Throughout the 20th century, most Americans saw their doctors in small, independent offices. Today, many of those practices have been bought up by large corporations, including hospitals, private-equity firms and even health-insurance companies. It’s a shift that not only has changed how money moves through the health care system, but may also be helping some insurers boost their profits, according to new research published in Health Affairs.
A study from researchers at Brown University’s Center for Advancing Health Policy through Research and the University of California Berkeley found that UnitedHealthcare, the nation’s largest health insurer, pays doctors who work for its own physician network, Optum, more than it pays independent practices for the same care.
Both UnitedHealthcare and Optum are owned by UnitedHealth Group, the country’s largest health care company. UnitedHealthcare is the biggest private insurer in the nation and Optum oversees more than 90,000 physicians.
Using newly available federal price transparency data, the researchers found that UnitedHealthcare pays Optum physician practices about 17% more than non-Optum practices in the same region. In markets where UnitedHealthcare holds a large share of the insurance business, that difference was even larger, up to 61%.
The findings echo a STAT investigation from last year, which found that UnitedHealthcare paid 13 of 16 Optum practices more than other providers in the same market. That finding helped prompt the researchers to examine the issue on a broader scale.
“What we saw in the data was that UnitedHealthcare is paying its doctor practices at Optum well above the market rate,” said the study’s lead author Daniel Arnold, a senior research scientist at the Brown University School of Public Health. “Normally, an insurance company wouldn’t pay above market rate because it costs them money, but here it’s not really a cost. It’s just money moving within the same company.”

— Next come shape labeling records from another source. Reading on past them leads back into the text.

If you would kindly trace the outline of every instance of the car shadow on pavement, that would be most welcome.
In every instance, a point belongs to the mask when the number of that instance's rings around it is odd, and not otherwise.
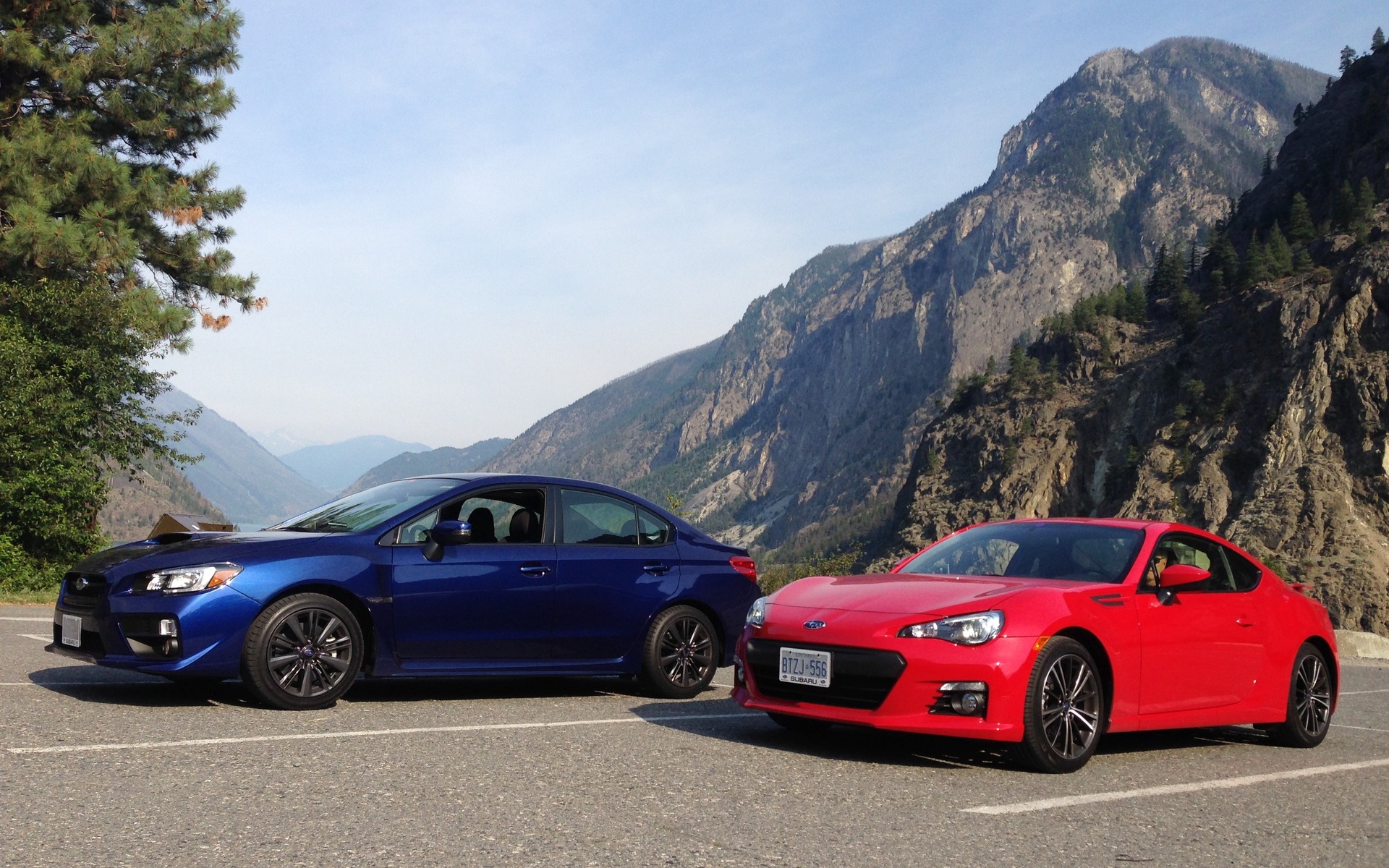
[[[660,726],[826,760],[931,768],[1022,768],[1014,760],[1013,746],[997,742],[889,732],[865,726],[790,731],[761,714],[713,717],[733,715],[740,711],[729,699],[700,699],[678,704],[651,703],[632,711]],[[683,715],[689,715],[690,719],[679,719]],[[1122,732],[1104,736],[1096,754],[1103,757],[1235,744],[1270,747],[1274,743],[1263,732],[1247,726]]]
[[[135,707],[246,706],[253,703],[239,681],[175,682],[139,672],[93,667],[54,667],[29,674],[35,686],[85,703]],[[410,678],[361,679],[340,701],[418,703],[488,699],[581,699],[644,696],[622,678]]]
[[[721,692],[722,693],[722,692]],[[632,710],[654,725],[767,750],[808,754],[879,765],[918,768],[1003,768],[1013,762],[1006,746],[971,739],[947,739],[867,726],[792,731],[764,714],[742,712],[731,699],[650,703]],[[711,715],[736,717],[711,717]],[[682,721],[682,717],[690,719]]]

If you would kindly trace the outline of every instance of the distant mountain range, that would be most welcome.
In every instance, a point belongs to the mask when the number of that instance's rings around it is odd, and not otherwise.
[[[389,461],[383,461],[363,474],[356,482],[347,486],[343,494],[353,494],[369,489],[392,479],[406,476],[428,476],[429,474],[461,474],[475,471],[482,464],[511,444],[507,437],[492,437],[479,440],[464,449],[444,446],[426,453],[404,453]]]
[[[1007,132],[983,185],[826,249],[718,342],[550,414],[485,469],[672,494],[763,549],[886,533],[935,401],[1163,244],[1185,253],[1325,82],[1213,39],[1096,54]]]
[[[196,425],[179,426],[186,436],[176,446],[203,458],[182,468],[183,475],[232,522],[260,528],[332,500],[325,489],[282,464],[238,425],[188,393],[169,389],[154,400],[160,412],[196,407],[203,407],[203,412]]]
[[[286,467],[328,490],[340,492],[364,472],[401,453],[426,453],[424,443],[403,443],[382,435],[365,435],[340,443],[306,446],[279,457]]]

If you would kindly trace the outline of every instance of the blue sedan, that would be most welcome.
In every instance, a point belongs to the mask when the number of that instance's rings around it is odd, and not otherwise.
[[[635,675],[704,690],[760,596],[747,551],[631,493],[550,476],[401,479],[254,533],[164,533],[67,574],[50,651],[240,678],[322,708],[358,674]]]

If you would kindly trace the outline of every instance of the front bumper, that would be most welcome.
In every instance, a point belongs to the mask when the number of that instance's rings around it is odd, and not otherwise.
[[[258,604],[231,586],[192,594],[74,593],[64,581],[53,611],[53,644],[44,650],[118,669],[235,678],[246,629]],[[63,617],[82,621],[81,644],[63,643]],[[158,622],[178,625],[176,643],[164,644]]]
[[[754,643],[774,646],[824,649],[832,654],[839,649],[846,657],[850,653],[861,656],[864,651],[879,656],[890,653],[900,656],[904,665],[890,686],[882,686],[885,694],[881,703],[874,707],[863,707],[871,704],[868,701],[856,703],[847,686],[845,690],[835,690],[833,675],[838,664],[831,667],[831,689],[826,689],[824,700],[808,699],[814,696],[817,687],[800,689],[796,692],[799,699],[789,699],[788,692],[779,689],[779,685],[771,687],[782,694],[775,697],[758,687],[758,668],[764,679],[774,678],[774,675],[768,674],[765,665],[750,665],[747,646],[750,639]],[[749,628],[738,643],[739,678],[735,678],[732,697],[745,708],[835,724],[993,742],[1022,740],[1022,708],[1032,661],[1036,656],[1033,649],[1036,637],[1000,636],[974,647],[957,646],[939,639],[897,639],[895,636],[871,637],[867,642],[861,640],[853,644],[843,642],[845,636],[838,636],[838,639],[840,639],[839,643],[807,644],[797,636],[778,636],[774,631]],[[940,692],[940,686],[947,682],[983,682],[988,685],[988,706],[983,714],[963,715],[950,711],[949,701],[942,703]],[[851,704],[860,707],[851,707]]]

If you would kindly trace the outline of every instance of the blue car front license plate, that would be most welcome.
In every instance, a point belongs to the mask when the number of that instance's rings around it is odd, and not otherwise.
[[[71,644],[75,649],[82,647],[81,615],[63,615],[63,644]]]
[[[811,687],[829,686],[829,651],[781,650],[781,681]]]

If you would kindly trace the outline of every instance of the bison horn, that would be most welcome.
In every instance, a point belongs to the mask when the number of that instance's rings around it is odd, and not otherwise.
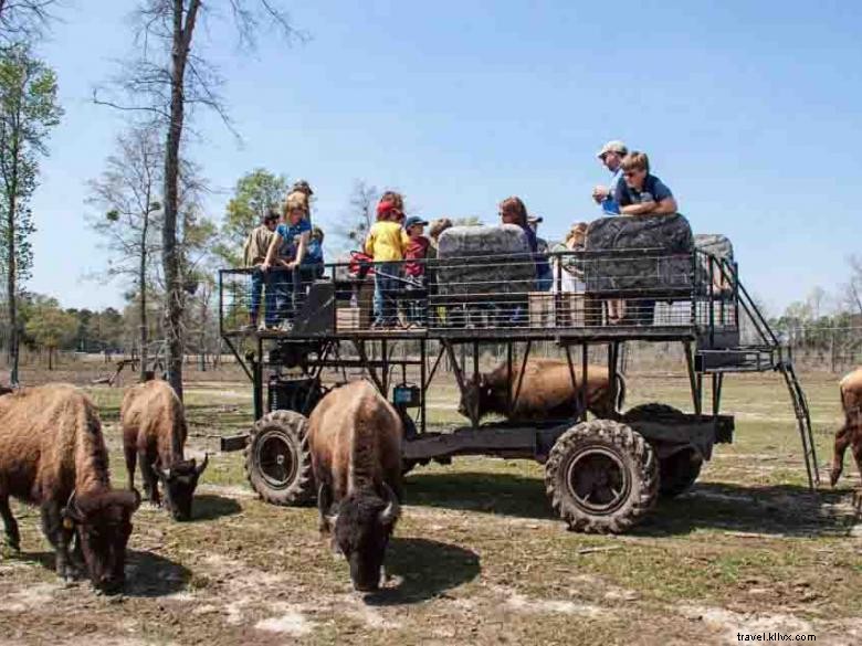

The findings suggest UnitedHealthcare may be benefiting from a regulatory loophole designed to keep insurance prices fair, Arnold said. Under the Affordable Care Act, insurers are required to spend at least 80 to 85 percent of the premiums they collect on medical care and quality improvement — a rule known as the Medical Loss Ratio. If they fall short, they’re supposed to issue rebates to customers. But by paying their own physician groups more, insurers can make it appear that more money is going toward care, even though the payments stay within the same company.
“It’s a way of gaming the system,” Arnold explained. “When insurers fall below that spending threshold, they’re supposed to give some of that money back to customers through rebates. This structure allows companies to meet that requirement on paper instead of returning it to consumers.”
The study also suggests that paying in-house doctors more while squeezing payments to independent practices could make it harder for smaller offices to survive. That pressure, the study explains, may push more doctors to sell their practices, further concentrating control among large corporate systems.
UnitedHealth strongly disputed the study’s findings in statements to STAT and Healthcare Dive.
To be clear, the study doesn’t accuse UnitedHealth of breaking any laws, Arnold said. The researchers also point out that the study has several limitations, including looking at only a snapshot in time. Overall, the paper is meant to highlight how current rules may allow health care giants that run both insurance and doctor networks to profit in ways that drive up costs and limit patient choice.
“It’s important to see where all the money is going,” Arnold said. “Right now, there’s a black box around these internal payments and patients are the ones who end up paying more.”